After writing my last blog I began to feel a really intense desire to be a Dancer. Of course I always want to be a Dancer, but then at times I forget that I do, then get reminded that I really want it and it becomes the most imporant thing in my life.
I've been back in Scotland for over two months now and I've been working to make things happen for myself again because when I was in Paris there was little chance of doing anything, so it actually gave me alot of energy and inspiration to go for it.
Then last night after writing an entry and reading the interesting blog from the EvilImp and Theo Clinkard's response to it, I began to feel quite unsatisfied with dance and what I'm doing.
So now i'm beginning to question what I'm doing, what I'm doing wrong, what I'm doing right, what do I actually want to do? And how can I make it happen?
I'm also becoming increasingly frustrated with opportunities in Scotland. Don't get me wrong, I feel very supported in terms of creating work and there are opportunties to dance, Dance Base and Dance House are both wonderful places with wonderful people, but in terms of actually being a Dancer in a company or something, there's not much.
The companies that work here are generally working on a project basis which is fine, but tend to work with the same Dancers again and again, which I also understand because it's important to build up a trusting relationship with Dancers who can deliver your work.
Infact today I spoke to two people who are both deeply unsatisfied with their situation, both male funnily enough. The situation is that they're not dancing enough, not enough opportunity and things to do.
I think it is a balance of not enough opportunity but also it's about finding the opportutnies and creating them too.
Sometimes I feel like I want and need to do everything.
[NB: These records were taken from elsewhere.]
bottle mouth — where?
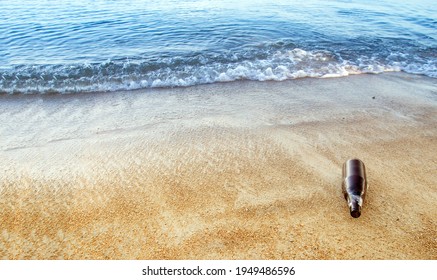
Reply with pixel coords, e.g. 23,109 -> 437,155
350,203 -> 361,218
351,210 -> 361,218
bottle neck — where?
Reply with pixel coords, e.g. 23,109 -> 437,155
348,195 -> 363,218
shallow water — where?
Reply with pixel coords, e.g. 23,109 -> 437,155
0,0 -> 437,93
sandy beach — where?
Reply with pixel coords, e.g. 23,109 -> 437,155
0,73 -> 437,260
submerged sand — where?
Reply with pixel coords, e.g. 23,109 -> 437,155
0,73 -> 437,260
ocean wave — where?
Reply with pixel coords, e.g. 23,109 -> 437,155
0,44 -> 437,94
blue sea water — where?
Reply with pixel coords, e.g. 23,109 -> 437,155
0,0 -> 437,94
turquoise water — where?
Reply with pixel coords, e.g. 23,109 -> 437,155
0,0 -> 437,93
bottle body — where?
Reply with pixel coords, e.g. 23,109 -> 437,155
342,159 -> 367,218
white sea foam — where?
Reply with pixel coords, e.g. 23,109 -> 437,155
0,48 -> 437,93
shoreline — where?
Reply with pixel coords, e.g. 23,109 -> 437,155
0,73 -> 437,259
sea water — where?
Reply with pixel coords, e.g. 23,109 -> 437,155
0,0 -> 437,94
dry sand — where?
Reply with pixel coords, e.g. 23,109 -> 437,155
0,73 -> 437,260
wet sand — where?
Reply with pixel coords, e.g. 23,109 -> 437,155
0,73 -> 437,260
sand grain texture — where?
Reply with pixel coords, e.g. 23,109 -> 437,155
0,73 -> 437,260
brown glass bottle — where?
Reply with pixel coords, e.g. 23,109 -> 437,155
342,159 -> 367,218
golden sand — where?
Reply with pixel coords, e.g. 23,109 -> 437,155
0,73 -> 437,260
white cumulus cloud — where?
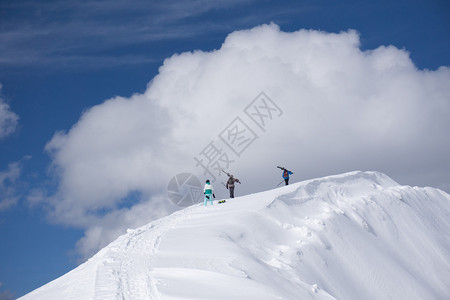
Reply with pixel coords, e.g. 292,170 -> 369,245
0,84 -> 19,140
47,24 -> 450,255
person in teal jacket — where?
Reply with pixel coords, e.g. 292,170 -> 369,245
203,179 -> 216,206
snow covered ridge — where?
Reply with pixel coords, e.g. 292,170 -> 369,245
21,172 -> 450,300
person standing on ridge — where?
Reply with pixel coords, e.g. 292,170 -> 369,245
203,179 -> 216,206
226,174 -> 241,198
277,167 -> 294,185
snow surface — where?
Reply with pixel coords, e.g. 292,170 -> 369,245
20,172 -> 450,300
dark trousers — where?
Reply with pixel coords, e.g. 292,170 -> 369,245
228,186 -> 234,198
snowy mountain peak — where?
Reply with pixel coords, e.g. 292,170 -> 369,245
21,172 -> 450,300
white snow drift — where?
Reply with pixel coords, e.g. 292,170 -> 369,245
21,172 -> 450,300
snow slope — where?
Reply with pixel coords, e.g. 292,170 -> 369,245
21,172 -> 450,300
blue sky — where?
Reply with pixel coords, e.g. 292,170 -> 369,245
0,0 -> 450,299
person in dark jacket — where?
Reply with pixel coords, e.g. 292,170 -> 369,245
226,175 -> 241,198
283,169 -> 294,185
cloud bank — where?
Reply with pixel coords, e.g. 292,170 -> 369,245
46,24 -> 450,257
0,84 -> 19,141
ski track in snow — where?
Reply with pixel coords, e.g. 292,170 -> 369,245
19,172 -> 450,300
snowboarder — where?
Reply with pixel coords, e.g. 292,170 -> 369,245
277,167 -> 294,185
203,179 -> 216,206
226,174 -> 241,198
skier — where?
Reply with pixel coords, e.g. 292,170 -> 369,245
277,167 -> 294,185
203,179 -> 216,206
226,173 -> 241,198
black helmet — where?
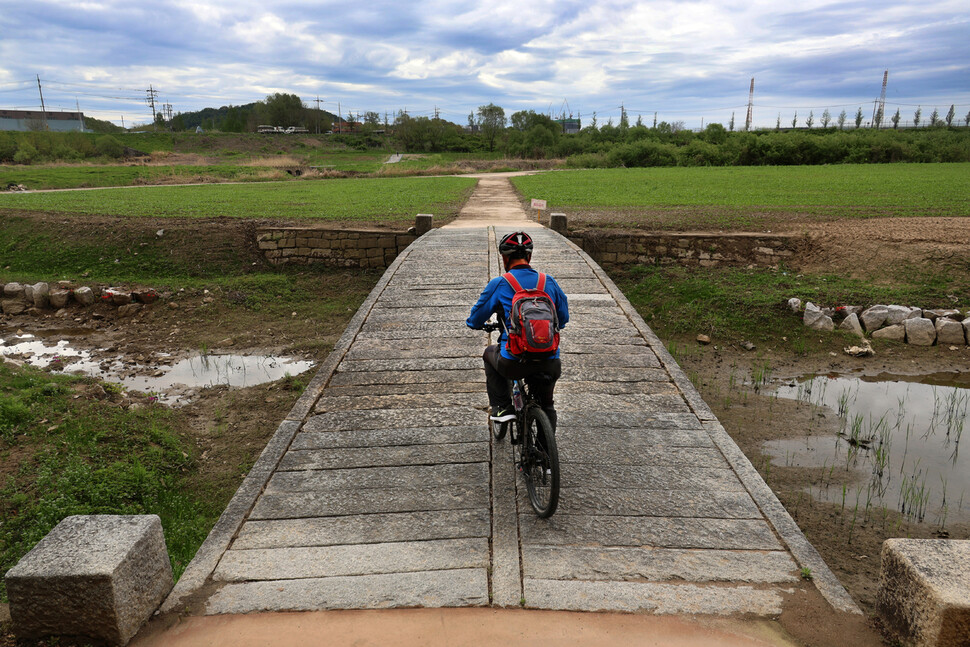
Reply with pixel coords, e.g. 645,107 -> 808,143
498,231 -> 532,258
I want to experience being in many companies, I want to experience making my own work, I want to experience dancing work by major Choreographers but most of it's not just a want but it's definately a need and I think it's important to experience these things.
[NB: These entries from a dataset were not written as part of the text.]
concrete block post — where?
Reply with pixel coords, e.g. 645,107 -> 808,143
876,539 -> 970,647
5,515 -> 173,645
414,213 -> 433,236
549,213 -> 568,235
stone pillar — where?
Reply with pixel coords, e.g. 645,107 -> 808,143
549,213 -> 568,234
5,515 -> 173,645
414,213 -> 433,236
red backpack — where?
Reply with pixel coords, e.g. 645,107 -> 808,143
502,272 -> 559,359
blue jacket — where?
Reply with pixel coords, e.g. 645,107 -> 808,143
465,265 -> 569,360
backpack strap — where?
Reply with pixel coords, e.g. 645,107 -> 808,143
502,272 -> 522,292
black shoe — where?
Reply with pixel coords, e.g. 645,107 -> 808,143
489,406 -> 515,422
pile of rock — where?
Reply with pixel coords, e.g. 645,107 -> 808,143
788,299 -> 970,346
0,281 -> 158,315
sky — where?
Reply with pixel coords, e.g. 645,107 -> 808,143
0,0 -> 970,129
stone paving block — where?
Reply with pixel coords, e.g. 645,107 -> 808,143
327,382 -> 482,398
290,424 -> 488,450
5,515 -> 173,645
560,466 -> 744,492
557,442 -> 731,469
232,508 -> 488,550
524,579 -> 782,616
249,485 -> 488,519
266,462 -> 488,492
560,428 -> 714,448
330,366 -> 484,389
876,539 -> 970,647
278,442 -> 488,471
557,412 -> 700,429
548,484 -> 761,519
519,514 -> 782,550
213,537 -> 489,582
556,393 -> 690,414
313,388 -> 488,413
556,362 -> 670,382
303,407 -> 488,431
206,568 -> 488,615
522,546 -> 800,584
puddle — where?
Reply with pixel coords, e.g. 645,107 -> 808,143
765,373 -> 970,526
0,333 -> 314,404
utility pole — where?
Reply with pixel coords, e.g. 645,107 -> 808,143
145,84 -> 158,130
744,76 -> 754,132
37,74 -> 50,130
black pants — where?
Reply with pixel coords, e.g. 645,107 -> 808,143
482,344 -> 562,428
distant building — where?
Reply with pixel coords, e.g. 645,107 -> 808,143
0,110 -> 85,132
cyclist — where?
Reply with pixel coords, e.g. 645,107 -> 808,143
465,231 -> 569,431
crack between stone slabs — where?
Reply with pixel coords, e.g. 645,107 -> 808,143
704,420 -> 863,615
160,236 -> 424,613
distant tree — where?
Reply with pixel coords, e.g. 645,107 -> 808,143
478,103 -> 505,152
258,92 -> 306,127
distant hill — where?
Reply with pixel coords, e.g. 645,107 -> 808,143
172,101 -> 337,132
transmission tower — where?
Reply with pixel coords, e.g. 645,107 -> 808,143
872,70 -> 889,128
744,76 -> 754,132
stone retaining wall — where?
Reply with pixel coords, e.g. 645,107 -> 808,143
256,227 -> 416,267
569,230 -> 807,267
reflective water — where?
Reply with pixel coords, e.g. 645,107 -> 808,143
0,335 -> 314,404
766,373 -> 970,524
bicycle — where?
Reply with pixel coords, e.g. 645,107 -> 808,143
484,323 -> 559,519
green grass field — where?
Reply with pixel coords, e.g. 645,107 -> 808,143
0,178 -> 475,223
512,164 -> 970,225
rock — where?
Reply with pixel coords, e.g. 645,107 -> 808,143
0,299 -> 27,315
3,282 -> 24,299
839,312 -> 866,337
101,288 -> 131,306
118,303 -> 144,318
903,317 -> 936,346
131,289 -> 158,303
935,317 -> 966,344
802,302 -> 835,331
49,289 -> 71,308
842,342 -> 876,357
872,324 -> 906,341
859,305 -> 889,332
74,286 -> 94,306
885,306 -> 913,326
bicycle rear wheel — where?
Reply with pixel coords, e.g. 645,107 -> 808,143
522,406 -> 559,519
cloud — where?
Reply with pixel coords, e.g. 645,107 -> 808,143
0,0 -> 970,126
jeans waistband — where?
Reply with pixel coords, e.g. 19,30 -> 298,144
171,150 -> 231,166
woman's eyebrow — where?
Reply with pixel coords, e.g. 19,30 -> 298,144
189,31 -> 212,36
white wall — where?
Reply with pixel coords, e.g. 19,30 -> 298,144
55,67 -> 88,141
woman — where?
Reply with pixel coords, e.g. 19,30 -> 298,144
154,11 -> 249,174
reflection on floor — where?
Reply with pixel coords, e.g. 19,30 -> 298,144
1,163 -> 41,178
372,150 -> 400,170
Also I was thinking it is a shame because so many Dancers never get the chance to do what they would love. For example there are so many Dancers who want to be in such and such's Company but being good enough or even getting into it is impossible, and so they're left never being able to dance in something that truly fulfils them.
I have the same lack of satisfaction, but only because of a fear to not take the things I really want (which by the way, is going to end in 2009!!) so I don't feel like I've actually tested myself completely yet and attempted to get what I would like to do.
So tonight I've started to cook up a plan. I want to make things happen for myself and others. Watch this space and if I fail, then at least I tried.
Dance is a wonderful thing, so let's make it happen.